This hasn’t been the best week for investors. Many of you probably got calls from scared or frustrated clients wanting to do irrational things—like sell stocks—to make themselves feel better.

And fielding these calls might not be easy, but we’ve got four steps for you to help you navigate the market correction and comfort your clients.

No. 1: Make Sure Clients Don’t Panic, Don’t Flee
It’s our natural instinct to want to flee a painful or uncomfortable situation and while that may work in life, it doesn’t work in the stock market.

Steve Sanduski, president of Belay Advisor in Mequon, Wisconsin, told U.S. News that the biggest mistake investors can make is fleeing the market at the wrong time.

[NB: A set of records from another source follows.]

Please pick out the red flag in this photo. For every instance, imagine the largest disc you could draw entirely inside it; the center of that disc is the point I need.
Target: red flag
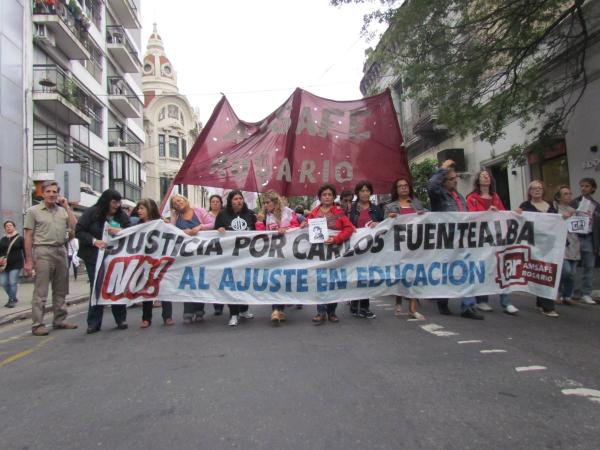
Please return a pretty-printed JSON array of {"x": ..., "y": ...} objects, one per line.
[{"x": 306, "y": 142}]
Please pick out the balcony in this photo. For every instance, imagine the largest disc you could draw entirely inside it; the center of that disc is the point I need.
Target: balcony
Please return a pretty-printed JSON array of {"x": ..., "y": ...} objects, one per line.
[
  {"x": 120, "y": 139},
  {"x": 63, "y": 96},
  {"x": 58, "y": 25},
  {"x": 48, "y": 151},
  {"x": 427, "y": 127},
  {"x": 123, "y": 98},
  {"x": 121, "y": 49},
  {"x": 126, "y": 13}
]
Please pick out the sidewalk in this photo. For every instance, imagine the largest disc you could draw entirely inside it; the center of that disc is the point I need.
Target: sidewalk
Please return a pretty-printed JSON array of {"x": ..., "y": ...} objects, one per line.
[{"x": 79, "y": 292}]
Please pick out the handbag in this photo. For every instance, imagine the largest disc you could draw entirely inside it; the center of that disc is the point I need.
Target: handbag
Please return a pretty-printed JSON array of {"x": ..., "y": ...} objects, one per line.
[{"x": 4, "y": 259}]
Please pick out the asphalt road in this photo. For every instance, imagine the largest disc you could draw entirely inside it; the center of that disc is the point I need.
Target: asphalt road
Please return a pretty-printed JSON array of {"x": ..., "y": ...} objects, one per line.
[{"x": 386, "y": 383}]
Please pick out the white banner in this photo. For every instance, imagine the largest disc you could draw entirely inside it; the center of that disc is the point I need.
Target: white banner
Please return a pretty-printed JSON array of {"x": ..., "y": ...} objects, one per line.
[{"x": 424, "y": 256}]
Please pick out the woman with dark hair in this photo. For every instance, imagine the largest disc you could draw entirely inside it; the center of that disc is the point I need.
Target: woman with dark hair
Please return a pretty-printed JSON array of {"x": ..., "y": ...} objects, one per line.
[
  {"x": 89, "y": 231},
  {"x": 236, "y": 217},
  {"x": 536, "y": 203},
  {"x": 208, "y": 221},
  {"x": 13, "y": 256},
  {"x": 362, "y": 214},
  {"x": 147, "y": 210},
  {"x": 404, "y": 201},
  {"x": 484, "y": 198},
  {"x": 336, "y": 220}
]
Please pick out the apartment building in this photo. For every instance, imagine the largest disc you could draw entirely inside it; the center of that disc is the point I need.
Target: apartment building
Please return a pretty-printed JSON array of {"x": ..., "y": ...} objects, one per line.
[{"x": 86, "y": 96}]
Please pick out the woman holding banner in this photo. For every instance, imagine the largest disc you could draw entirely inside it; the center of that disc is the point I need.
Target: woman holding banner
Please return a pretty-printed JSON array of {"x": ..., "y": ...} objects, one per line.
[
  {"x": 280, "y": 218},
  {"x": 404, "y": 201},
  {"x": 536, "y": 203},
  {"x": 562, "y": 203},
  {"x": 191, "y": 221},
  {"x": 236, "y": 217},
  {"x": 363, "y": 214},
  {"x": 147, "y": 210},
  {"x": 89, "y": 231},
  {"x": 336, "y": 220},
  {"x": 484, "y": 198}
]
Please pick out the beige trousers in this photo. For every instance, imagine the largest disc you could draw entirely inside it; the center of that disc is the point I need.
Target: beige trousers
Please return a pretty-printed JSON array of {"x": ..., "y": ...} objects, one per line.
[{"x": 50, "y": 267}]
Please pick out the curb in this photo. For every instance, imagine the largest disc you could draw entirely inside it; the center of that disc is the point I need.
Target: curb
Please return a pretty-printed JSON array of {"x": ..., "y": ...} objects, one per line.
[{"x": 23, "y": 315}]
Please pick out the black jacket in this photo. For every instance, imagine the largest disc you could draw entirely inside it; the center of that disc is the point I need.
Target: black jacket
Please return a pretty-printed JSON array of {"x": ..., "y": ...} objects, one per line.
[
  {"x": 595, "y": 222},
  {"x": 15, "y": 258},
  {"x": 374, "y": 212},
  {"x": 236, "y": 222},
  {"x": 89, "y": 227}
]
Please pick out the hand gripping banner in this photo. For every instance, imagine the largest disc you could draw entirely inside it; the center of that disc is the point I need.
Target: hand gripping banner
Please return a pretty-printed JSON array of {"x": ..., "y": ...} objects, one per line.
[{"x": 424, "y": 256}]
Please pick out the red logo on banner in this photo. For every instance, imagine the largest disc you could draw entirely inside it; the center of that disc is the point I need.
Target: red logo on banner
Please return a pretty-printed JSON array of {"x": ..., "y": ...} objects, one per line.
[
  {"x": 134, "y": 276},
  {"x": 516, "y": 267}
]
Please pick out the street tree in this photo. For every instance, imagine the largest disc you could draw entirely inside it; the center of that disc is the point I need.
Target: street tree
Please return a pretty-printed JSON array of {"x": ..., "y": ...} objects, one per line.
[{"x": 481, "y": 64}]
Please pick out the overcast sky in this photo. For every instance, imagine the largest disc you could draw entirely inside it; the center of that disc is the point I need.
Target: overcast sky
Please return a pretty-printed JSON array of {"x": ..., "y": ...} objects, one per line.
[{"x": 257, "y": 51}]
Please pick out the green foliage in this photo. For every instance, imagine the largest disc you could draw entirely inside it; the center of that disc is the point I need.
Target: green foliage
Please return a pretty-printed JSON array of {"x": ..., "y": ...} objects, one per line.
[
  {"x": 481, "y": 64},
  {"x": 421, "y": 172}
]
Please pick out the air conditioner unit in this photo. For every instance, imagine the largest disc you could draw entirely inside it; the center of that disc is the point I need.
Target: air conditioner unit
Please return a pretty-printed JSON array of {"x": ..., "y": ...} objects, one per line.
[{"x": 43, "y": 35}]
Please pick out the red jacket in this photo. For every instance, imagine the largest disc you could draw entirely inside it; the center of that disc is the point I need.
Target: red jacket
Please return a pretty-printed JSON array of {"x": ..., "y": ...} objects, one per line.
[
  {"x": 476, "y": 203},
  {"x": 337, "y": 220}
]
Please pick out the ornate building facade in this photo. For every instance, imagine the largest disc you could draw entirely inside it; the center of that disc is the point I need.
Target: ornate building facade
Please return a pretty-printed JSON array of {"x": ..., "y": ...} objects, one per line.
[{"x": 170, "y": 123}]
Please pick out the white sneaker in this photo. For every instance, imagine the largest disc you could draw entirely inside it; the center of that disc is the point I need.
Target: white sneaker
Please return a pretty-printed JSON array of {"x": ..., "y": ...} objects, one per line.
[
  {"x": 587, "y": 300},
  {"x": 483, "y": 307},
  {"x": 233, "y": 321}
]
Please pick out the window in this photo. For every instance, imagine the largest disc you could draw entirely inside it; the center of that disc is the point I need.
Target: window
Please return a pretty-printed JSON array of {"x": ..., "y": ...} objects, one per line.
[
  {"x": 173, "y": 112},
  {"x": 173, "y": 147},
  {"x": 165, "y": 182},
  {"x": 161, "y": 145}
]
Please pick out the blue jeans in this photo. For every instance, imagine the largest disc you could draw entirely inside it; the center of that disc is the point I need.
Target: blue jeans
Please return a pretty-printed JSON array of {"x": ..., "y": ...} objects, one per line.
[
  {"x": 9, "y": 283},
  {"x": 567, "y": 278},
  {"x": 504, "y": 300},
  {"x": 588, "y": 258}
]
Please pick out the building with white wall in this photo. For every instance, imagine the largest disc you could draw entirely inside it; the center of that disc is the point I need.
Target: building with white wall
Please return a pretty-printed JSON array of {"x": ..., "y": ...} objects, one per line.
[
  {"x": 85, "y": 92},
  {"x": 170, "y": 123}
]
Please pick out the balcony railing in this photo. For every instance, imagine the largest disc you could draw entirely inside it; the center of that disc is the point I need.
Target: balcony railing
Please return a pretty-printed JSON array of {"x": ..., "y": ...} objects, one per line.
[
  {"x": 74, "y": 20},
  {"x": 48, "y": 151},
  {"x": 118, "y": 89},
  {"x": 118, "y": 137},
  {"x": 128, "y": 189},
  {"x": 122, "y": 48},
  {"x": 51, "y": 79}
]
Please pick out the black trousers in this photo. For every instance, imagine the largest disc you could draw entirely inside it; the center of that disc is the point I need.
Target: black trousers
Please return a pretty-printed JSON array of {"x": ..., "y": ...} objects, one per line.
[
  {"x": 95, "y": 312},
  {"x": 235, "y": 310},
  {"x": 357, "y": 305},
  {"x": 190, "y": 308},
  {"x": 167, "y": 310}
]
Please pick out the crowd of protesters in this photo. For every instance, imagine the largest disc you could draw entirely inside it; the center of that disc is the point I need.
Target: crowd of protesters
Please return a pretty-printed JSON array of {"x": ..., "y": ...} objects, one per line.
[{"x": 50, "y": 229}]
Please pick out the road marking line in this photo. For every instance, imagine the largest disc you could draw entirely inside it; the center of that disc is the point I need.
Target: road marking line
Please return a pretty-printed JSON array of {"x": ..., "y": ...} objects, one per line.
[
  {"x": 24, "y": 353},
  {"x": 437, "y": 330},
  {"x": 529, "y": 368},
  {"x": 591, "y": 394}
]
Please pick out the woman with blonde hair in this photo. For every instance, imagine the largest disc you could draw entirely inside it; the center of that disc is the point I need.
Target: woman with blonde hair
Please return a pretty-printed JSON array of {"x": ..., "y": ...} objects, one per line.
[
  {"x": 191, "y": 221},
  {"x": 536, "y": 203},
  {"x": 147, "y": 210},
  {"x": 280, "y": 218}
]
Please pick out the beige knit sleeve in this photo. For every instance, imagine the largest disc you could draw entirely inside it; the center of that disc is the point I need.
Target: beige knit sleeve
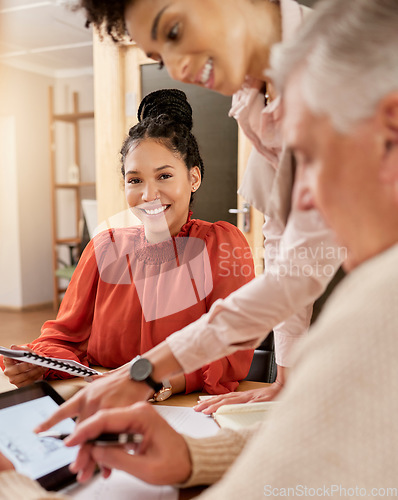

“We know getting panicky and selling after stocks have already nosedived is a pretty lousy investment strategy, but investors do it anyway,” said David Greene, host of NPR’s Morning Edition.

And many investors did that, said Nigel Green, CEO of deVere Group. “The sell-offs were considerable on so-called ‘Black Monday,’ and the volatility continued in Tuesday’s and Wednesday’s trading,” Green said in a news release.

Boulder, Colo.-based adviser Trent Porter told NPR he’d advised this to his clients: that the stock market is like a roller coaster, “The only time you get hurt in the stock market…is when you get out,” while it’s still running and you’re still strapped in.

“Sometimes doing nothing makes more sense than throwing in the towel,” Brian Jacobsen, CFA, CFP, Ph.D., wrote in a Wells Fargo blog post.

But you, advisers, shouldn’t let your clients be those investors. In order to keep them from panicking, be empathetic, understanding, and (which leads us to our next tip), engage in active listening.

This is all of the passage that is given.